EDITORIAL State senator Carole Migden has stepped into the battle over a 440-unit housing development on the old University of California Extension site, and that creates some promise that the project can be taken off the fast track. State intervention may be critical; the university, which has a record of ignoring local land-use policies, wants developer A.F. Evans to get the project moving forward by the end of 2007, which has driven the San Francisco Planning Commission to schedule a Dec. 20 decision on the project’s environmental impact report. Migden, who isn’t afraid to play hardball, is contacting university officials to let them know she wants the EIR and the project approval delayed until city officials can negotiate a better deal for affordable housing.
Meanwhile, Sup. Ross Mirkarimi is demanding that the developer double the amount of below-market housing.

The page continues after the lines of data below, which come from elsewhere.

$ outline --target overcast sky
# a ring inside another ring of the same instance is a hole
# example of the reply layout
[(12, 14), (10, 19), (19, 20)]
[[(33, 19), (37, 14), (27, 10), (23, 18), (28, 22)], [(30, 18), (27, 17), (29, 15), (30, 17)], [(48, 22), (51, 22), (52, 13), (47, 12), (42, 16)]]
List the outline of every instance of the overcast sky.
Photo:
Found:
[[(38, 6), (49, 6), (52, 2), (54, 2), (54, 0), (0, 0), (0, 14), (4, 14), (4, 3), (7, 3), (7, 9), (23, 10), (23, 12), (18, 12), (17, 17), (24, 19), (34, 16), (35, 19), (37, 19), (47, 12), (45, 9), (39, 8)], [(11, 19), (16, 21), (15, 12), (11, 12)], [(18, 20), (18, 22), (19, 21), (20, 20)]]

Mirkarimi and Migden are absolutely right here: the project site is public land that’s being turned over to a private developer for private use and the city could be getting a much better deal. Evans is offering to set aside just 20 percent of the units for people who aren’t rich and that’s nowhere near enough to justify turning over public land. Part of the fault lies with the UC, which wants Evans to pay a stiff fee for the use of the land; that’s something Migden ought to press university officials to reconsider.
In the meantime, the Planning Commission should take the EIR off the December calendar and give everyone involved some more time to negotiate.